6-15-06 Global Warming

In 2002, the National Defense University press published this book.

Chapter 9, entitled "Economic Strategy and Implications of Ice-Free Arctic Seas", deals with global warming from the perspective that "IF" global warming is a real thing, then "THIS" is the impact it will have on globalization.While the implications and directions are discussed, ostensibly, within the context of "if it's true that the Earth is warming up, then this is the impact...", the fact that things discussed in that chapter have been taken very seriously by big ticket investors (in the future of arctic shipping, for instance) in the US, Canada, and Russia tends to belie any public rhetoric that claims Global Warming isn't happening.

Another place to look at the veracity and validity of claims regarding Global Warming is here...

http://www.acia.uaf.edu/

This report is an awful lot of reading, but basically the phenomenon of "global warming" is hardly being debated. Rather, it focuses upon how to deal with it in the coming decades.

Where the real debate centers, it would seem to me, isn't on whether the climate is tending to increase in temperature worldwide (because this has been an ongoing geological fact for at least the past 16,000 years), but rather the idea that the by-products of civilization are somehow speeding this process up.

Generally, I think that one can more easily separate the science from the politics when you "follow the money". As the investment activity picks up, articles such as these become more frequent...

Christian Science Monitor

Seattle Times

Skyscraper City

Macleans

Yukon

...and those links are just a sampling of what you can spend the next few years reading. It's abundantly clear that investors are lining up around the arctic circle in anticipation of the ice melting in the future. In other words, those with the millions and billions to spend, expecting to make a profit, DO trust that the scientific evidence is conclusive.

What we're more generally presented with on the subject of Global Warming isn't necessarily whether it's happening or not. Instead, we're bombarded with the controversy built up around the proposition of whether industrial giants around the world need to cut back, or try to eliminate, various by-products of their business. This controversy descends into more traditional "big business versus anti-big business" politics, and ends up on center stage in the media as a passionate debate.

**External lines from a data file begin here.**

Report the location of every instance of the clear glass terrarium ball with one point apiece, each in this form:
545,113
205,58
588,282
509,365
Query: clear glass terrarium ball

To put that media circus into better focus, I'd compare it to the war on cigarette smoking. Yes, it's probably much better to not smoke, and for those who don't want to smoke it's better if they can live and work in areas where nobody is allowed to smoke. But the science behind the "second-hand smoke" claim has, in fact, never been done! There has never been any slightest research done to scientifically demonstrate this claim!

But the fallout from the belief that the science was actually done, the end result of all that media circus, can hardly be argued as a "bad thing".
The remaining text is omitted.